Officer Kearney, a forensic chemist in the scientific investigation division of the police department, testified that he made microscopic examinations of the cutting edges and surfaces of the three pliers (which were found in defendant's car). He also made microphotographs of the edges and surfaces, and removed material therefrom and made spectrographic analyses of it. On the cutting edges of one of the pliers he found gold, platinum and silver. On the cutting edges of another of the pliers he found gold and silver. The other pliers are known as needle-nosed pliers, and on the indented portion of the jaws thereof (extending about half an inch back from the tip) he found gold and silver.

Mr. Dessy, a diamond broker for 29 years, testified that he sold a diamond necklace to Mr. Laykin on consignment in November, 1953, for $17,875. He (Dessy) had owned the necklace nine years before that time. He bought it in New York from his brother, who told him that it was made in Europe. There were 410 diamonds in it. He (witness) looked at the necklace many times while he owned it, and on several occasions he took diamonds out it it, tried to recut them, and then put them back in the necklace. The diamonds weighed about 100 carats. He recognized certain diamonds, [135 Cal. App. 2d 704] which were exhibits, as diamonds that had been in the necklace which he owned, and he described them as follows: One of them is a very rare size and a very rare color--pink brown; another is very rare, olive color with imperfections--a cut on the table (or top) of it and a "feather" on the side; one of amber color; one of fancy canary color, apparently flawless; one of gold color, imperfect with a feather on table; one of canary color, with black imperfection and feather; three yellow diamonds; a pair of coffee- colored diamonds--a combination which is hard to find; a baguette diamond, olive color; six pear-shaped diamonds, commercial white. He would say that several other diamonds, smaller ones (which are exhibits), look to him as if they were in the necklace. In his opinion the market value of 65 of the diamonds (exhibits, which were in possession of defendant at time of arrest), which weighed 22.71 carats, was $1,500 to $1,600. The setting or base of the necklace was platinum. There is a difference in the physical makeup of European platinum and American platinum used in rings and necklaces. Usually platinum that is used in America in the makeup of necklaces contains 10 per cent iridium. Sometimes in Europe they use 10 or 15 per cent "finer gold, white gold." In his opinion the market value of the seven stones sold to Stillano (for $300) was approximately $730.

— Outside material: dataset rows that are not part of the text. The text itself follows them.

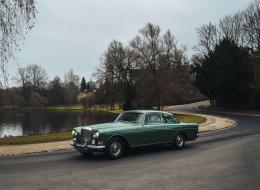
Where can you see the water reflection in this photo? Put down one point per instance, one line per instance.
(11, 130)
(31, 122)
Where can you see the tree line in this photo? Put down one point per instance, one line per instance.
(34, 89)
(152, 70)
(226, 67)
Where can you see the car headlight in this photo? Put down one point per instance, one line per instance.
(96, 135)
(74, 133)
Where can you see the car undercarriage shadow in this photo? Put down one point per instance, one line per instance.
(135, 153)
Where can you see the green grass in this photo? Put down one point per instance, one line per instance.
(54, 137)
(191, 119)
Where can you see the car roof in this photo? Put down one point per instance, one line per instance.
(146, 111)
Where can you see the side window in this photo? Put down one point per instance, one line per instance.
(169, 119)
(154, 118)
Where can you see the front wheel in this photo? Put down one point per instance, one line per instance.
(86, 153)
(179, 141)
(115, 148)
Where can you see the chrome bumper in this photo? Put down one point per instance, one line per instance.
(87, 146)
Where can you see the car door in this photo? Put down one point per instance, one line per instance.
(153, 129)
(171, 126)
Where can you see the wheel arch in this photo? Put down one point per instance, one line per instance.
(184, 135)
(127, 146)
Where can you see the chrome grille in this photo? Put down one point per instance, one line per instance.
(86, 134)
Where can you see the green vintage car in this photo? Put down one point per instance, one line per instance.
(133, 129)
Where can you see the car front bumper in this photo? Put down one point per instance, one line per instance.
(86, 146)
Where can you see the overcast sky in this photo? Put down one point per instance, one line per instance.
(75, 33)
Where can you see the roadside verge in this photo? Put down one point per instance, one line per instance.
(212, 122)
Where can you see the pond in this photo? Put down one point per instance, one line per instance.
(34, 122)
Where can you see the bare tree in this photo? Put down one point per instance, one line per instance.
(208, 38)
(252, 33)
(231, 27)
(148, 46)
(33, 76)
(16, 18)
(71, 82)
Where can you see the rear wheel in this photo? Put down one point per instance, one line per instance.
(179, 141)
(115, 148)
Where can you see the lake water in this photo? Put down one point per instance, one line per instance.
(33, 122)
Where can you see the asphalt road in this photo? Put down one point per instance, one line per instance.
(226, 159)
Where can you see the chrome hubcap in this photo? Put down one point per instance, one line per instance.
(179, 141)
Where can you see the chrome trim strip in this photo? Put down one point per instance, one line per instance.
(95, 147)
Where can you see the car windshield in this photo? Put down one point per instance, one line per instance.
(132, 117)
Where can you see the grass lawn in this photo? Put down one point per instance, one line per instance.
(191, 119)
(54, 137)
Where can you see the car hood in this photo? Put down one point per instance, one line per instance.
(107, 126)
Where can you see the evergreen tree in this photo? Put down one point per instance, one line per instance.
(83, 85)
(224, 74)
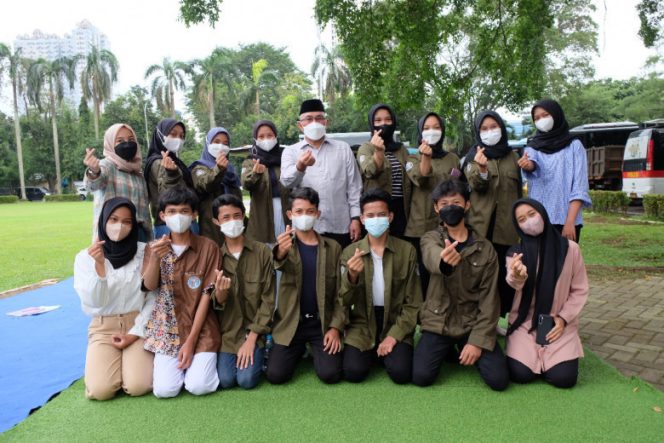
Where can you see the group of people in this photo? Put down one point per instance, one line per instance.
(345, 253)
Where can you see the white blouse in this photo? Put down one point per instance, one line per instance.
(117, 293)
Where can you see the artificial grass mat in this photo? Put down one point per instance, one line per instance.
(459, 407)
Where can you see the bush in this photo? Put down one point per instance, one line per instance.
(62, 198)
(653, 206)
(609, 201)
(8, 199)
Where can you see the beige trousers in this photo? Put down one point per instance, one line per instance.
(107, 369)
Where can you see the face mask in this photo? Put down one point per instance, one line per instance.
(533, 226)
(217, 149)
(126, 150)
(544, 124)
(491, 137)
(178, 223)
(117, 231)
(452, 215)
(304, 222)
(233, 228)
(314, 131)
(376, 226)
(432, 136)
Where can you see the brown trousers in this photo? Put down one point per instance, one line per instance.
(107, 369)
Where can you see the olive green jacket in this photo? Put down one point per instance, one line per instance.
(250, 301)
(287, 315)
(422, 217)
(497, 193)
(403, 295)
(465, 301)
(261, 217)
(372, 177)
(208, 183)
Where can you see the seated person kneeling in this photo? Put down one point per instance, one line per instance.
(182, 330)
(245, 300)
(462, 304)
(308, 309)
(381, 288)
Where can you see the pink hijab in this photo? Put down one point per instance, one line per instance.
(133, 166)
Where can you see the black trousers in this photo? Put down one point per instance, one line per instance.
(433, 348)
(562, 375)
(398, 363)
(284, 359)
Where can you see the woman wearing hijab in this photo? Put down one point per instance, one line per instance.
(260, 176)
(384, 164)
(107, 278)
(118, 174)
(432, 166)
(493, 174)
(549, 276)
(164, 169)
(213, 175)
(556, 168)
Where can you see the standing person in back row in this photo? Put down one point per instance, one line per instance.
(329, 167)
(556, 168)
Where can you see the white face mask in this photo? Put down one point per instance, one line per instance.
(432, 136)
(178, 223)
(491, 137)
(544, 124)
(314, 131)
(266, 144)
(217, 149)
(232, 229)
(303, 222)
(117, 231)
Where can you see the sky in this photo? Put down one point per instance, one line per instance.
(142, 32)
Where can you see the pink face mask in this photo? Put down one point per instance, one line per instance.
(533, 226)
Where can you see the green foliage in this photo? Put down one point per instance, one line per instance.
(609, 201)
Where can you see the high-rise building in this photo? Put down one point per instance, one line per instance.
(50, 47)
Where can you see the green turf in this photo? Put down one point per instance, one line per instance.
(39, 240)
(604, 406)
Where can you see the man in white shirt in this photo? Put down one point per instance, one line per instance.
(329, 167)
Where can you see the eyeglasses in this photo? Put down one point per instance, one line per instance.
(308, 119)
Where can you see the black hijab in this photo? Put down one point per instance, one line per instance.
(437, 149)
(500, 149)
(387, 133)
(558, 137)
(157, 147)
(550, 249)
(121, 252)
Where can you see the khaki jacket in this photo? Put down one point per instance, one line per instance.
(403, 295)
(287, 315)
(261, 218)
(497, 193)
(465, 301)
(250, 301)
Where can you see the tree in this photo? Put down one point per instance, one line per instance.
(164, 86)
(51, 75)
(97, 78)
(17, 73)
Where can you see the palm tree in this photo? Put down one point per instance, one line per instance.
(97, 78)
(331, 73)
(17, 74)
(164, 85)
(50, 75)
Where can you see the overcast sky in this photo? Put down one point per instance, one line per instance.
(142, 32)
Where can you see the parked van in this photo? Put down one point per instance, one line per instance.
(643, 162)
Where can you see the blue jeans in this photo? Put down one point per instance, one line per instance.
(229, 375)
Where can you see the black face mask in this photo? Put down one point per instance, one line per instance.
(126, 150)
(452, 215)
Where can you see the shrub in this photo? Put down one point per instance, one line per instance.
(609, 201)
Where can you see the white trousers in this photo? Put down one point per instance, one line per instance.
(199, 379)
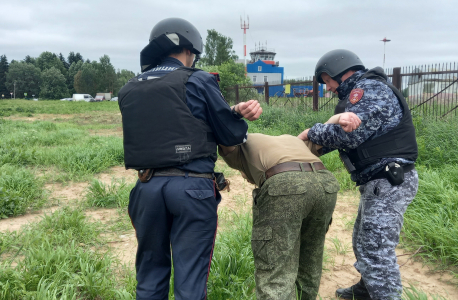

Mr. Laykin testified that he has been in the jewelry business about 30 years, and during the past 15 years he has been with I. Magnin and Company. In December, 1953, at Magnin's he sold a diamond necklace to Mrs. Simmons for $23,500 (including 23 per cent tax). In his opinion that was an extremely low price for it. He had the necklace on consignment from Mr. Dessy until it was sold. He had it ten days or two weeks. He paid Mr. Dessy $16,500 or $17,000 for it (with no tax). He studied the makeup of the necklace and he was somewhat familiar with the stones in it. The necklace contained fancy colored diamonds, very unusual colors and shapes--an unusual blending of colors, ranging from light browns to dark browns and canary colors. One of the diamonds (an exhibit) was in the necklace he sold to Mrs. Simmons. That diamond is an extremely unusual shape--very long and very narrow and is the only one that he has seen of that shape and color. He could remember it by reason of its unusual shape. Four other diamonds (exhibits) "look as if they could have been in the necklace"--they are the size, color and quality of ones that were in the necklace. He [135 Cal. App. 2d 705] believed that the seven diamonds (Exhibits 14 and 15) which Stillano bought (for $300) resembled the stones in the necklace.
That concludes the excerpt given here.